Cathedral Oaks didn’t have a license to run the camp, and pool time came at the end of the day, a time when a child is most worn out, according to experts who testified. It is unclear whether liability insurance will cover the damages because the facility was unlicensed.
Throughout the closing statements Thursday, photos of Yoni and his family were put in front of the jury as Cappello gave an impassioned, emotional plea to the jurors. The boy “injected fun and love into everything,” Cappello said. “They didn’t just lose a four-year-old. They lost a five-year-old and every year past that.”
In addition to doling out damages for negligence, the jury also had to determine if willful misconduct— “knowledge that injury is probable, as opposed to possible, and conscious failure to act to avoid peril,” according to a legal definition provided by Popovich—was committed.
Popovich claimed no. “It doesn’t matter how many layers of negligence you stack, it does not become willful misconduct,” Popovich said.
But the jury concluded that Cathedral Oaks, Main, Cathedral Oaks general manager Charlotte Valentine, and Cathedral Oaks aquatics director Esther Clark all participated in willful misconduct.
In addition, there was “clear and convincing evidence” that the conduct of the same four was done with malice, oppression and fraud, which means punitive damages will now be discussed.

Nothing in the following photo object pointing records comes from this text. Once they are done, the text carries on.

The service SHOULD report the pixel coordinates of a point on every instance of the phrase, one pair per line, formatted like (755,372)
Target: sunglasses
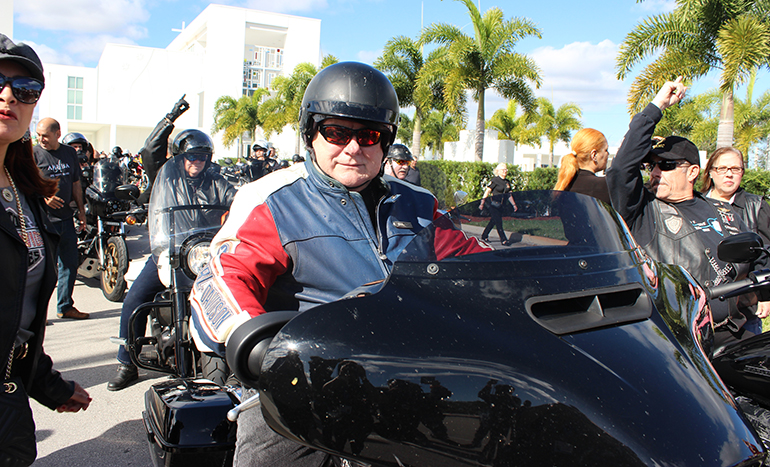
(27,90)
(193,157)
(723,170)
(664,166)
(341,135)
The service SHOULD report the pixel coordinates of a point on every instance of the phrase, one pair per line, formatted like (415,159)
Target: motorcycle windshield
(532,223)
(107,175)
(177,211)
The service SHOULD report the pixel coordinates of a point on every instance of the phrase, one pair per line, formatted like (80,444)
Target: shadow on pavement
(118,444)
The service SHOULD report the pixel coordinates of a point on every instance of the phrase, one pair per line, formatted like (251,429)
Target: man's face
(352,165)
(48,139)
(673,185)
(194,167)
(398,168)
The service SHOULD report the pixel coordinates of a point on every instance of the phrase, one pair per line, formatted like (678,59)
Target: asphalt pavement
(110,432)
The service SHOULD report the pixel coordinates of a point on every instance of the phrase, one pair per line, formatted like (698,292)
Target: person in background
(721,180)
(671,221)
(413,176)
(578,169)
(397,162)
(184,179)
(501,188)
(60,162)
(28,242)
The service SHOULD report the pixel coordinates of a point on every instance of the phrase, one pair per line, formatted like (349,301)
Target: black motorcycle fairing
(444,365)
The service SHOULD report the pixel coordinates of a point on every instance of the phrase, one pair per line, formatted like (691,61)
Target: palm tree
(402,61)
(283,108)
(521,129)
(557,124)
(236,117)
(697,37)
(440,127)
(486,60)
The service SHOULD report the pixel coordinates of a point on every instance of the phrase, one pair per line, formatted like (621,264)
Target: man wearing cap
(674,223)
(60,161)
(397,163)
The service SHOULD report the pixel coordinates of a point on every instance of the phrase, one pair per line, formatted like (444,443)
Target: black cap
(676,148)
(23,55)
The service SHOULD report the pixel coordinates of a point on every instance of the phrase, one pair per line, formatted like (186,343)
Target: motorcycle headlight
(196,255)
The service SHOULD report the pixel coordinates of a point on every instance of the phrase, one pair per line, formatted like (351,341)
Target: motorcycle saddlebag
(186,423)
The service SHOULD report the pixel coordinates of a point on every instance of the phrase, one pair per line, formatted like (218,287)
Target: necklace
(22,221)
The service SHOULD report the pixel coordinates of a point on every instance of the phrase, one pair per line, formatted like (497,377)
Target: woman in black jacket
(28,245)
(721,180)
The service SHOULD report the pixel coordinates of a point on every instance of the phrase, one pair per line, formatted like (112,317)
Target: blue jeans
(143,290)
(67,255)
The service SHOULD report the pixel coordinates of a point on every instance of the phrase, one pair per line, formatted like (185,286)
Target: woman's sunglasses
(341,135)
(665,166)
(27,90)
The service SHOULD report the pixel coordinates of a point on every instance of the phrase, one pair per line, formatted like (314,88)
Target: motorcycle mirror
(460,197)
(247,346)
(744,247)
(127,192)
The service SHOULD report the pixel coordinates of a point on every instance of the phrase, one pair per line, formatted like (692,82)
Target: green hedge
(443,178)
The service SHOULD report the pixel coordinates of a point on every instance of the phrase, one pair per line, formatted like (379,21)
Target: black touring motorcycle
(102,244)
(570,347)
(185,417)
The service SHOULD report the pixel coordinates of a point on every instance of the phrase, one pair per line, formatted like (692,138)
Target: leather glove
(179,108)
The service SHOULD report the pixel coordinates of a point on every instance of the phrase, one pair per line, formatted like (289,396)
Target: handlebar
(755,280)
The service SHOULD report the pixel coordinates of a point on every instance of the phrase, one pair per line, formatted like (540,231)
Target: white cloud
(49,55)
(286,6)
(656,6)
(118,17)
(368,56)
(582,73)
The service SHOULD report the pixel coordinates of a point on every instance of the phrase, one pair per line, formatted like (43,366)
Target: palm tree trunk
(416,134)
(726,123)
(480,128)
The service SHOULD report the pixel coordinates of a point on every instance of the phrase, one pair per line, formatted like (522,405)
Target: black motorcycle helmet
(193,141)
(77,138)
(400,152)
(349,90)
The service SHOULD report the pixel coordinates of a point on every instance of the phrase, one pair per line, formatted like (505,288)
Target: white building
(225,51)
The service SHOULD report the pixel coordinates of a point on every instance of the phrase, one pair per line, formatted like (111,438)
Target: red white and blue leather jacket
(297,238)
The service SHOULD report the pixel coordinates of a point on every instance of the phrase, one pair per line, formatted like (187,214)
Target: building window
(74,98)
(260,67)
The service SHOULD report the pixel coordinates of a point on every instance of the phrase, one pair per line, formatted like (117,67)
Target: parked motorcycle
(102,244)
(185,417)
(570,347)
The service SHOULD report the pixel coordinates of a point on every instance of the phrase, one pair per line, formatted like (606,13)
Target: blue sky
(576,53)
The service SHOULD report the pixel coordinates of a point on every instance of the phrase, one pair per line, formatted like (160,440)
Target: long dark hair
(26,175)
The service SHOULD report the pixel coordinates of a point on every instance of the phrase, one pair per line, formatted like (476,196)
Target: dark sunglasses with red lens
(192,156)
(341,135)
(664,165)
(27,90)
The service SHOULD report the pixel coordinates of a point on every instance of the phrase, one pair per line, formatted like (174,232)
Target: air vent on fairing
(590,309)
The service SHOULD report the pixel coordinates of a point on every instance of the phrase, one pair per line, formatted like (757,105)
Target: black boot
(127,374)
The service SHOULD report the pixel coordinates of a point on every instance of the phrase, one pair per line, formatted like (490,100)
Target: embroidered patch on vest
(674,224)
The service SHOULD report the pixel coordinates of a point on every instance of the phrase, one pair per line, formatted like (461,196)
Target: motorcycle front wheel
(115,266)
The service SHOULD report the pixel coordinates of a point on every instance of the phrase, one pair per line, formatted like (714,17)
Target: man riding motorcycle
(185,180)
(311,233)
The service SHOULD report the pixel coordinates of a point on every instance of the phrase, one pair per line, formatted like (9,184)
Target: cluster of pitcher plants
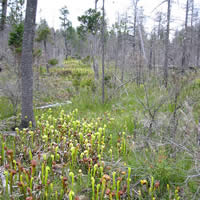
(66,157)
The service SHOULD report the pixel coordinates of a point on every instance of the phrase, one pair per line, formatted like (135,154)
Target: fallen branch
(53,105)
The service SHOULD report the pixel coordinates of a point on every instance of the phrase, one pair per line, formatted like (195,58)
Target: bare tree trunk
(192,33)
(134,25)
(198,47)
(96,1)
(3,14)
(150,54)
(45,52)
(116,60)
(184,60)
(167,43)
(26,64)
(103,52)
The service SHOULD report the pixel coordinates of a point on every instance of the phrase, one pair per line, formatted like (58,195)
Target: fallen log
(54,105)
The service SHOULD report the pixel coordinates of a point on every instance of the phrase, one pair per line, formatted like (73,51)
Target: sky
(49,9)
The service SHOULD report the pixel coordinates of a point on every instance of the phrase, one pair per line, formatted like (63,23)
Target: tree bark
(198,47)
(3,14)
(167,43)
(26,65)
(103,52)
(185,56)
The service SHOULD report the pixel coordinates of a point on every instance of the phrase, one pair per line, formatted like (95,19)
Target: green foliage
(90,22)
(65,22)
(37,52)
(16,14)
(16,38)
(6,108)
(43,31)
(53,62)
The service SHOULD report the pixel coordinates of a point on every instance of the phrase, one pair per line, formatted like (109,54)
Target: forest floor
(141,144)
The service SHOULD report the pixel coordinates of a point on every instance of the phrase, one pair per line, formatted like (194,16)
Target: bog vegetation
(72,130)
(143,146)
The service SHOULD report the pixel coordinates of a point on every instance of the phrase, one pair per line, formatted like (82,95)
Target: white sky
(49,9)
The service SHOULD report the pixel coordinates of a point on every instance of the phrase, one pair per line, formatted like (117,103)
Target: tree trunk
(198,47)
(3,14)
(150,55)
(26,64)
(185,56)
(96,1)
(45,52)
(167,44)
(103,52)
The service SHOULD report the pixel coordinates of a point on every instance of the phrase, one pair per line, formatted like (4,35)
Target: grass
(6,109)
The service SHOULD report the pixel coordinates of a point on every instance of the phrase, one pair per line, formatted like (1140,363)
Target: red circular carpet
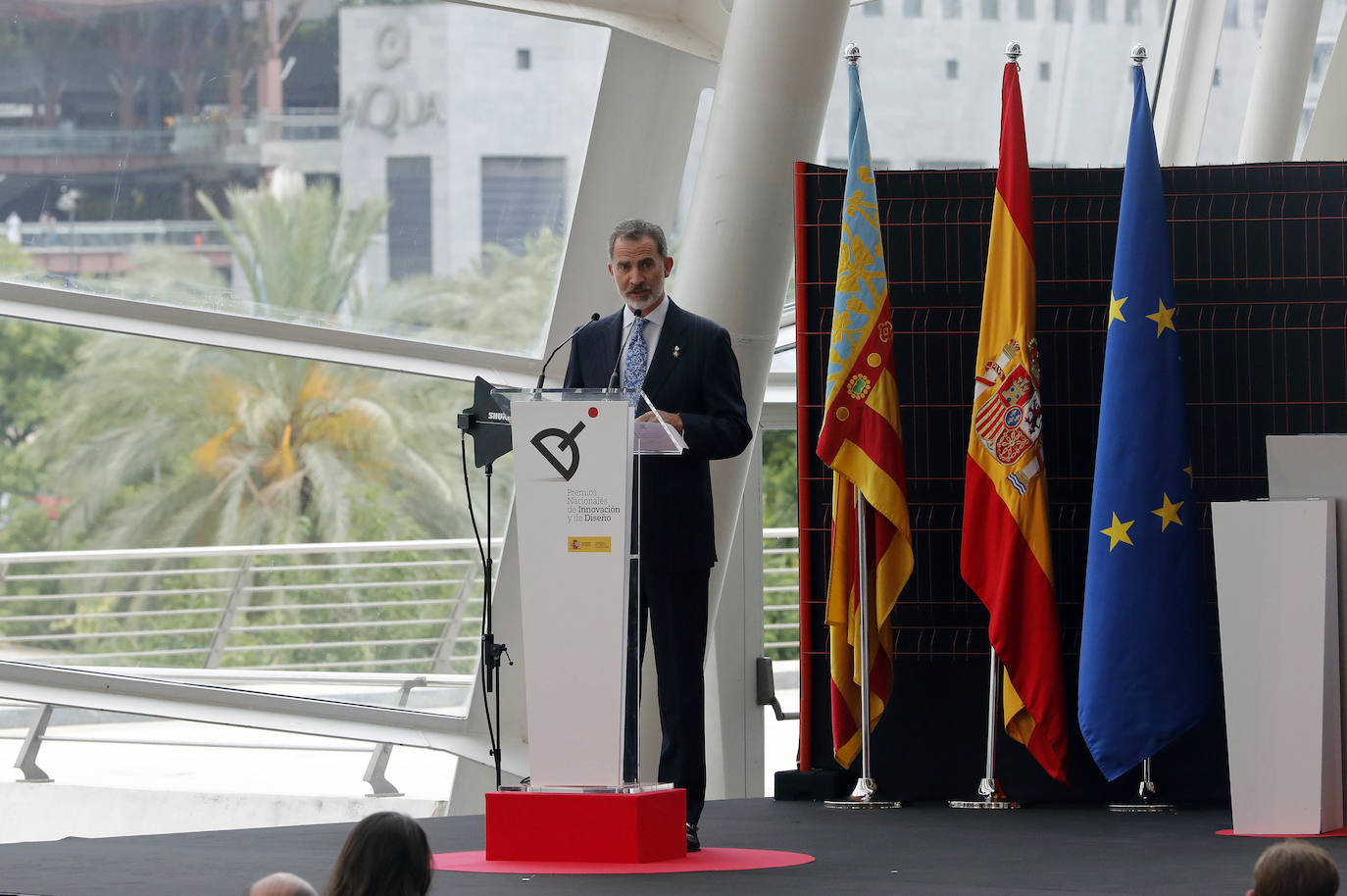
(708,860)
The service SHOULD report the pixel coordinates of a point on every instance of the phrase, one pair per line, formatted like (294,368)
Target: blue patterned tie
(637,353)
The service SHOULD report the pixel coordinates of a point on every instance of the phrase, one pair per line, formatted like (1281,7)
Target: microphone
(622,349)
(543,373)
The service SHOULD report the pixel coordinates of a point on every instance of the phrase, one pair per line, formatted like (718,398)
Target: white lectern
(1277,596)
(573,490)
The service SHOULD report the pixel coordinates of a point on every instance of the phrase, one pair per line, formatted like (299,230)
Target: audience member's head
(385,855)
(1295,868)
(281,884)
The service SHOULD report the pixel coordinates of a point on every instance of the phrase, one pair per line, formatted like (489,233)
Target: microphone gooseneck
(543,373)
(622,348)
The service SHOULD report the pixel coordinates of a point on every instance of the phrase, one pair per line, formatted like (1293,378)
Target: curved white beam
(780,60)
(1327,136)
(225,330)
(1281,73)
(1185,81)
(695,27)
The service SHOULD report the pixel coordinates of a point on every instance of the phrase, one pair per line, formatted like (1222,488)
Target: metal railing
(406,615)
(69,140)
(184,137)
(364,605)
(122,234)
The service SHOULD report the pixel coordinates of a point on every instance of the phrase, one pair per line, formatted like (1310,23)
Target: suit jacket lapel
(663,363)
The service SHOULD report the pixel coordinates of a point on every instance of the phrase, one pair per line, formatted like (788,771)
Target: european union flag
(1145,670)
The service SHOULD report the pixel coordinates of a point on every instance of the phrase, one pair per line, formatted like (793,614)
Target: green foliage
(780,571)
(166,273)
(299,252)
(159,443)
(482,305)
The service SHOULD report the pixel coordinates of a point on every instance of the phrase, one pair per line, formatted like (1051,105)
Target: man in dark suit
(687,368)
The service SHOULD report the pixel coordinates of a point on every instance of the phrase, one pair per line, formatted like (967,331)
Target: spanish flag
(1007,555)
(863,441)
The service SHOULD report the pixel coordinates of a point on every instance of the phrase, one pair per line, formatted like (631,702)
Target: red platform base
(586,827)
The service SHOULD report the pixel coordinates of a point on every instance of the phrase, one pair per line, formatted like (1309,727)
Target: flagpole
(865,787)
(1146,796)
(989,788)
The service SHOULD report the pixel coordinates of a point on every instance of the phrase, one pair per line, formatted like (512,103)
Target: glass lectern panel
(652,437)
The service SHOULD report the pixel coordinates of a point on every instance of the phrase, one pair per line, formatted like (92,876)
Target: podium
(575,457)
(1277,597)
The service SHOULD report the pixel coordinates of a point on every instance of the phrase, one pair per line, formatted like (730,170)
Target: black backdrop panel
(1263,295)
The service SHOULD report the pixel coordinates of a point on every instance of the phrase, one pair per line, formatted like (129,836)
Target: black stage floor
(918,849)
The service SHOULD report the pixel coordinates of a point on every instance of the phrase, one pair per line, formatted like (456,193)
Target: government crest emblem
(1007,410)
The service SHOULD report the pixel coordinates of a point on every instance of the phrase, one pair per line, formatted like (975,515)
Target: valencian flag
(863,441)
(1145,672)
(1007,557)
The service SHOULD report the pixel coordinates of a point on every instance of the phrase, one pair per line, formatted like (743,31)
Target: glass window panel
(522,198)
(410,220)
(126,131)
(921,110)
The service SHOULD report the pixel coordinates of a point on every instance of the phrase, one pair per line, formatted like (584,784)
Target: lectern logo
(565,443)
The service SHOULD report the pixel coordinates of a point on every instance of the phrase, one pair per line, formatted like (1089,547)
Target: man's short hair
(638,229)
(1295,868)
(281,884)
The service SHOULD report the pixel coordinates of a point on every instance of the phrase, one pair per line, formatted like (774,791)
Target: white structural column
(1327,136)
(1189,65)
(633,168)
(1279,77)
(776,72)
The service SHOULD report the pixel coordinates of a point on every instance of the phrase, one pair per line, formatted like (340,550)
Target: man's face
(638,273)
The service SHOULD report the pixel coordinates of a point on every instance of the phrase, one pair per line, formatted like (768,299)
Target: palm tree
(161,443)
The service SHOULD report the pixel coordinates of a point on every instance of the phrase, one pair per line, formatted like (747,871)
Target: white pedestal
(1315,465)
(1277,596)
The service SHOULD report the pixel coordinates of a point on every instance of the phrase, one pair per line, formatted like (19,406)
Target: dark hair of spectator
(385,855)
(1295,868)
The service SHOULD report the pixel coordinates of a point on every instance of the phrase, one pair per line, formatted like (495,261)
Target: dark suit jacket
(702,385)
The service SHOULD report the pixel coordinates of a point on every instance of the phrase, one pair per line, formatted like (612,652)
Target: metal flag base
(863,798)
(991,798)
(1146,799)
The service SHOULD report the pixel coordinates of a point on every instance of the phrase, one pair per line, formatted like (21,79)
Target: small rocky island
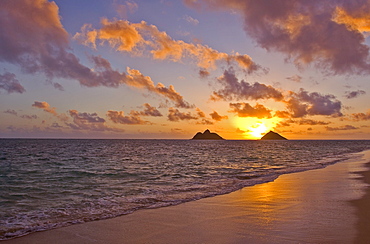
(272,136)
(207,135)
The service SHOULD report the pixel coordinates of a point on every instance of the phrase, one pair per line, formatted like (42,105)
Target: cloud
(175,115)
(326,33)
(124,9)
(246,110)
(295,78)
(10,84)
(203,73)
(26,116)
(201,114)
(191,20)
(56,126)
(232,89)
(138,80)
(205,122)
(133,78)
(23,116)
(344,127)
(45,106)
(148,111)
(88,121)
(354,94)
(311,122)
(217,117)
(11,111)
(33,37)
(52,110)
(361,116)
(139,38)
(118,117)
(304,103)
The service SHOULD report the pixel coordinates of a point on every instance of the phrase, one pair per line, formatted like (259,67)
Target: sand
(327,205)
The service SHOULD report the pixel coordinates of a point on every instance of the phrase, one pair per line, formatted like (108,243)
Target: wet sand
(315,206)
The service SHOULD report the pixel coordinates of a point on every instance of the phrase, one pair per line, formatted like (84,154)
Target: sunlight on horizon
(254,128)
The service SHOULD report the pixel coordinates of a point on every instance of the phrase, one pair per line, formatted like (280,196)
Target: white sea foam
(47,184)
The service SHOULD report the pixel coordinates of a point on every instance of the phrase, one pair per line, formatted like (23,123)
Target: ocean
(45,184)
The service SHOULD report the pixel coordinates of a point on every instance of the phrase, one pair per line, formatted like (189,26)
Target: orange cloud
(88,121)
(344,127)
(52,110)
(148,111)
(139,37)
(232,89)
(118,117)
(246,110)
(176,115)
(359,23)
(217,117)
(45,106)
(10,84)
(305,103)
(361,116)
(328,35)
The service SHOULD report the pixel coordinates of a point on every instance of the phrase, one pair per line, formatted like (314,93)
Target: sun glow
(254,128)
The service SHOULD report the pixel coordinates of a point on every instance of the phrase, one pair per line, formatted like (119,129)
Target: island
(272,136)
(207,135)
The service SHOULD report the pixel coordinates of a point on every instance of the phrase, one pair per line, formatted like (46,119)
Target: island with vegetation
(207,135)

Since compensatory payment cannot include damages that punish Cathedral Oaks or Cal-West, or attempt to make them an example, punitive damages are in place to do that. Jurors will hear testimony and look into assets, and will award the resulting damages to the estate of Yoni Gottesman. There are various guidelines as to how punitive damages are awarded, and those will no doubt be discussed in coming days.